More than ten thousand Mandan natives lived in their seven or more cities in the area north of the Sacred Stone camp, the land of the Hunkpapa Lakota. Both nations tell of how they came from the earth: the Mandan from east of the Missouri, the Hunkpapa band of the Lakota, like all their relations, from the Black Hills. The earth is, quite literally, their mother. They came from the earth, and their history is in the earth.

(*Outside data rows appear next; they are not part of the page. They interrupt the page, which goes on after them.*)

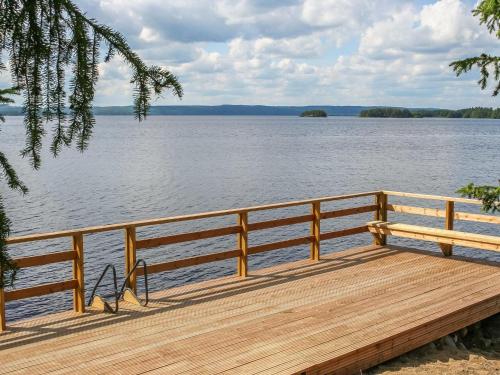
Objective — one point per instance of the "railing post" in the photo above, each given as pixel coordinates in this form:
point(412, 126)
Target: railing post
point(315, 230)
point(78, 274)
point(381, 215)
point(2, 308)
point(448, 224)
point(130, 257)
point(242, 239)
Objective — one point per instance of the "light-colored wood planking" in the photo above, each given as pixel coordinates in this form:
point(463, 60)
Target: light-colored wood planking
point(348, 311)
point(180, 218)
point(189, 262)
point(78, 274)
point(40, 290)
point(436, 212)
point(451, 237)
point(40, 260)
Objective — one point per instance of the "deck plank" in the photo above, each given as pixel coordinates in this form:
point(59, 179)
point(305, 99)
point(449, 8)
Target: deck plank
point(350, 310)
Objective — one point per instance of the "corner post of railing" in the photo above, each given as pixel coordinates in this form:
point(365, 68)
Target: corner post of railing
point(78, 274)
point(447, 249)
point(242, 243)
point(381, 215)
point(2, 308)
point(130, 257)
point(315, 230)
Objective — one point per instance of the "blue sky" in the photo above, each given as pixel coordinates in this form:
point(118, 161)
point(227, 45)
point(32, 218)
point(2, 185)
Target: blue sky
point(300, 52)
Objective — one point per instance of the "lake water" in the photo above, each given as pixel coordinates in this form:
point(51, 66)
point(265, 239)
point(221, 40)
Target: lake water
point(178, 165)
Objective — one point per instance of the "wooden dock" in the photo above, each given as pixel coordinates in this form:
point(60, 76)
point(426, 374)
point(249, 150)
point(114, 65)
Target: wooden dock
point(347, 312)
point(335, 313)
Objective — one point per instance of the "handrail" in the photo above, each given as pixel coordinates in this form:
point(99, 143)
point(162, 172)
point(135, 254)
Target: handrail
point(172, 219)
point(433, 197)
point(242, 229)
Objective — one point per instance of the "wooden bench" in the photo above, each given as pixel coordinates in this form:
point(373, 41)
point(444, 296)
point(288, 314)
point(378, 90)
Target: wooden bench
point(442, 236)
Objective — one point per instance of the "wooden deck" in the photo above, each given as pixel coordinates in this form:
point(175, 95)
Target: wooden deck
point(349, 311)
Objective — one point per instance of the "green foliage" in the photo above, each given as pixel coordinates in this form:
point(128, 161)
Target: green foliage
point(314, 113)
point(386, 112)
point(490, 195)
point(474, 112)
point(47, 41)
point(8, 268)
point(488, 12)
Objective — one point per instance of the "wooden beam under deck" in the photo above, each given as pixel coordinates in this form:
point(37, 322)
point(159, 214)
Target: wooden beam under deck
point(346, 312)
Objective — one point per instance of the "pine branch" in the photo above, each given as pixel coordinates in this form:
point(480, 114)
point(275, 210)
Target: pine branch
point(490, 195)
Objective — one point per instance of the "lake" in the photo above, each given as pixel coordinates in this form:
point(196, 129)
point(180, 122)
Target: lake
point(177, 165)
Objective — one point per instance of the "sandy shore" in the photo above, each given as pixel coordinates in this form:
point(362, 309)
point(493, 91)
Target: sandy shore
point(474, 350)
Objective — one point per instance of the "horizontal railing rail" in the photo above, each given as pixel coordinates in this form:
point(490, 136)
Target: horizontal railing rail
point(242, 230)
point(447, 238)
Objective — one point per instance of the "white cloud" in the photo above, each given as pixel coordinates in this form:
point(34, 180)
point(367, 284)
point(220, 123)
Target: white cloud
point(385, 52)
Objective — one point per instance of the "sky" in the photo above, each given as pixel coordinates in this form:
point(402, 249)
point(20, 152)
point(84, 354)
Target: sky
point(300, 52)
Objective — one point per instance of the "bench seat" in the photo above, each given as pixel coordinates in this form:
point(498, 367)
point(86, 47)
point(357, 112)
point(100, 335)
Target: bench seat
point(442, 236)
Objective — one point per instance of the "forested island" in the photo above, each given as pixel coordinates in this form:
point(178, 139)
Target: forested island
point(393, 112)
point(314, 113)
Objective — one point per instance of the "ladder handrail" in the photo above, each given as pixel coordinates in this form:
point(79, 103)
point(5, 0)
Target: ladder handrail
point(115, 282)
point(127, 278)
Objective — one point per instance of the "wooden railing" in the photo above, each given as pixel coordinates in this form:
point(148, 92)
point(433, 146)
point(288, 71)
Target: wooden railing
point(449, 214)
point(132, 244)
point(241, 230)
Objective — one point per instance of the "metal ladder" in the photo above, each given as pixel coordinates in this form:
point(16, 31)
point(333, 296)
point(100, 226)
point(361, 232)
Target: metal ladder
point(124, 292)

Their politics are in the earth, in land and water that is sacred, which is to say, dedicated: deliberately set apart, exclusively appropriated to some people or for some special purpose. As pipelines are set aside for the people of the earth who worship money, so is the land set aside for the purpose of life, of home, of the power of self-determination, which is to say treaty-guaranteed sovereignty. This is the distinction “btwn what’s legal & what isn’t legal” that is sung and stitched in grasses in Long Soldier’s WHEREAS.

 

_____
1. From “Layli Long Soldier IAIA Craft Talk,” Spring 2014. 

2. Author’s note: Myrick’s remark is infamous in Indian Country, particularly in Minnesota and North Dakota, but see Richard Dillon’s North American Indian Wars (1993) for reference, p. 126.

 

_____
WHEREAS
. By Layli Long Soldier. Minneapolis, MN: Graywolf Press, 2017. 120 pp. $16.00, paper.

 

Katie Kane is a writer, activist, and professor of cultural studies, English literature, and globalization and colonial studies at the University of Montana. She is the cultural editor of Lavil: Life, Love, and Death in Port-au-Prince (McSweeney’s Voice of Witness Book Series, 2017), and she has published critical work and fiction in journals such as Cultural Studies, Critical Inquiry, and Black Warrior Review. Kane is at work on a study of the legislative and literary history of the reservation, and she is completing a collection of short stories based in her home state of North Dakota.